« J’étais un étranger et tu m’as accueilli ». Cette phrase, Abbas (Eriq Ebouaney) l’a écrite dans la lettre qu’il a laissée à Carole (Sandrine Bonnaire), la femme qu’il a rencontrée en France et qui, en effet, lui a ouvert non seulement sa porte mais son cœur.
Abbas, tout comme son frère Etienne (Bibi Tanga), ont dû fuir leur pays, la République centrafricaine en proie à la guerre civile. Tous deux sont des lettrés, ils aiment la littérature (parmi leurs livres, on aperçoit, entre autres, « Les Essais » de Montaigne et « Ulysse » de James Joyce). À Bangui, le premier enseignait la littérature et le second la philosophie. Mais en France, le pays où ils ont trouvé un refuge précaire, que faire sinon exercer un travail de survie ? Abbas doit se contenter de travailler sur un marché (là même où il rencontre Carole) et Etienne ne trouve rien de mieux que de faire le vigile.

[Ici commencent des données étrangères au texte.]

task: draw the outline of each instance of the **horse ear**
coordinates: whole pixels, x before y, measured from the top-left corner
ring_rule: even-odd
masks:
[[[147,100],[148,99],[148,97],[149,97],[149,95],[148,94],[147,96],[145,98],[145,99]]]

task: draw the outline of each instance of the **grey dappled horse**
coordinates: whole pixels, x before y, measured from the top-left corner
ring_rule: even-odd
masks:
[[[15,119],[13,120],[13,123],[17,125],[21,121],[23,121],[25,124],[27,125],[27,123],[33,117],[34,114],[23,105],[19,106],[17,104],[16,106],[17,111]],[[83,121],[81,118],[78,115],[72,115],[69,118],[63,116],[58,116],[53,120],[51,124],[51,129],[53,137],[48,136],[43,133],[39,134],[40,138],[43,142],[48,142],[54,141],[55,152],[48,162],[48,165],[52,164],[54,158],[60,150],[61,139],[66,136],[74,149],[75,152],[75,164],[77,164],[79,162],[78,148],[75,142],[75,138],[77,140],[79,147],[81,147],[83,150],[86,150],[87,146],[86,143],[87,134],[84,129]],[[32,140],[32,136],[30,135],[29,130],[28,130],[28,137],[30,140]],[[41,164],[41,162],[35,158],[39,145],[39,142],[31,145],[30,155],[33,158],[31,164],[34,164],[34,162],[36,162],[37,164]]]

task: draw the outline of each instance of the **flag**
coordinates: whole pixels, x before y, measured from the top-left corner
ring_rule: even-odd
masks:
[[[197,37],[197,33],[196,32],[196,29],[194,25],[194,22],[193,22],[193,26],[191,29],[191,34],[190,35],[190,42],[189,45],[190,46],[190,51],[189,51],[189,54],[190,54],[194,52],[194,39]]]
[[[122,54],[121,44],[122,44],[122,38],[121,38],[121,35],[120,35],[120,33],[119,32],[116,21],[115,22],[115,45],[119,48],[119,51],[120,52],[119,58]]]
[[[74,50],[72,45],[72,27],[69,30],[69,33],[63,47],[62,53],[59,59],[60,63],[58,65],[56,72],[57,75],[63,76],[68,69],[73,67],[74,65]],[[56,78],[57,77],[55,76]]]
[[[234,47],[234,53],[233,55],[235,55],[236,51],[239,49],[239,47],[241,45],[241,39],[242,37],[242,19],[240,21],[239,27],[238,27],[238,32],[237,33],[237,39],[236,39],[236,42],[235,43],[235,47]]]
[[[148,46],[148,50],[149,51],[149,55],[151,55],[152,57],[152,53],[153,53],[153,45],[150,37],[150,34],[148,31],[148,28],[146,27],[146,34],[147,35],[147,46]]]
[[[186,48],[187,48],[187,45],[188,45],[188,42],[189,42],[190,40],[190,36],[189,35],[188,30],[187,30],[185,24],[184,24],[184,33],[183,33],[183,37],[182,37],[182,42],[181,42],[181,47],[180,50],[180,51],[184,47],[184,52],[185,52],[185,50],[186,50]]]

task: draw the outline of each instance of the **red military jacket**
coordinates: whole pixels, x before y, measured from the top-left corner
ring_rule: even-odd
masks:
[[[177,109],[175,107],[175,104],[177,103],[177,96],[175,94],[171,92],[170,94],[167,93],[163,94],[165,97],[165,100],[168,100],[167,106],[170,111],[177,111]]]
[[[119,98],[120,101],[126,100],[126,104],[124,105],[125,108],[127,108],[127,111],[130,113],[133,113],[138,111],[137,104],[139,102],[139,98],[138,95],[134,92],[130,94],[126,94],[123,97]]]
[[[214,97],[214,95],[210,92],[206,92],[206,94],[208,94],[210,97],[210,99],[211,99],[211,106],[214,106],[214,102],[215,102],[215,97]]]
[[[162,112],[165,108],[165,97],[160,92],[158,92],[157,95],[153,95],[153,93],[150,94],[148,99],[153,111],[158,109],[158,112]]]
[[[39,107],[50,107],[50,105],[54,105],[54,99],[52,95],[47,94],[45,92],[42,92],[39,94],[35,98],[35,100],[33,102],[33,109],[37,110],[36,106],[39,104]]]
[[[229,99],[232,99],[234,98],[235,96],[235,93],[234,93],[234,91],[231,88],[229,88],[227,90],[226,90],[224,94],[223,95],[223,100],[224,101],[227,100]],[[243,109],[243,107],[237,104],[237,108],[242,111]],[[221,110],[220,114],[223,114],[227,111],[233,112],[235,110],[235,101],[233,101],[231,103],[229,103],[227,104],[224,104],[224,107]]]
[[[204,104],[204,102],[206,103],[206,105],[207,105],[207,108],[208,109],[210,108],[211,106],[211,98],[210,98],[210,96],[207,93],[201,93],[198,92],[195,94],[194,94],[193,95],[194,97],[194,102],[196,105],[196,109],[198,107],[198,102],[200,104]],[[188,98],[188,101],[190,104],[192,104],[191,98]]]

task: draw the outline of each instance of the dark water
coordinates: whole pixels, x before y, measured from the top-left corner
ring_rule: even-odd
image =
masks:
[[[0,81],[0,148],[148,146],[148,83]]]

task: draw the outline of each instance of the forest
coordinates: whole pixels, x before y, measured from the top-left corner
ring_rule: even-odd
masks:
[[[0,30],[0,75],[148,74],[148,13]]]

Tous deux tentent comme ils peuvent de reconstruire leur vie. Abbas donne, dans un premier temps, l’impression de s’en sortir, lui avec ses deux enfants qu’il a réussi à scolariser. Mais ses nuits sont hantées de cauchemars, il voit et revoit sa femme morte au cours de leur fuite.
Quant à ses enfants, il n’a rien à leur faire manger que sempiternellement des omelettes. La vie devient de plus en plus difficile au point qu’il faut se résoudre à quitter un bel appartement pour se contenter d’un studio loué par un marchand de sommeil, un studio qui semble un palais si on le compare à la misérable cabane construite sur un terrain vague que Etienne a élu pour domicile. Mais un studio qui n’est peut-être bien, lui aussi, qu’un asile très précaire.
La seule planche de salut pour pouvoir vraiment reconstruire sa vie, ce serait d’obtenir le droit d’asile. Mais dans la France d’aujourd’hui, ce n’est pas quelque chose qu’on obtient si facilement. Y a-t-il un espoir de régularisation ou faudra-t-il vivre encore et encore en se cachant et en prenant la fuite ? Même le secours de Carole, l’amie, l’hôtesse bienveillante, risque de ne pas suffire à éviter les drames.
En filmant cette histoire ô combien d’actualité, le Tchadien Mahamat-Saleh Haroun n’a nullement cherché à nous faire pleurer à bon compte. Le but n’est pas de faire verser des larmes de crocodile, mais de changer les regards. Bien sûr qu’il y a des drames et de l’émotion dans ce film, mais il y a aussi de la douceur et de la tendresse, et il y a aussi et surtout de la dignité. Quand Abbas et ses deux enfants se mettent autour d’une table pour fêter l’anniversaire de Carole, aussi pauvres soient-ils, chacun d’eux offre son cadeau. Une scène comme celle-là, d’apparence toute simple, en dit long sur la dignité de ces personnes.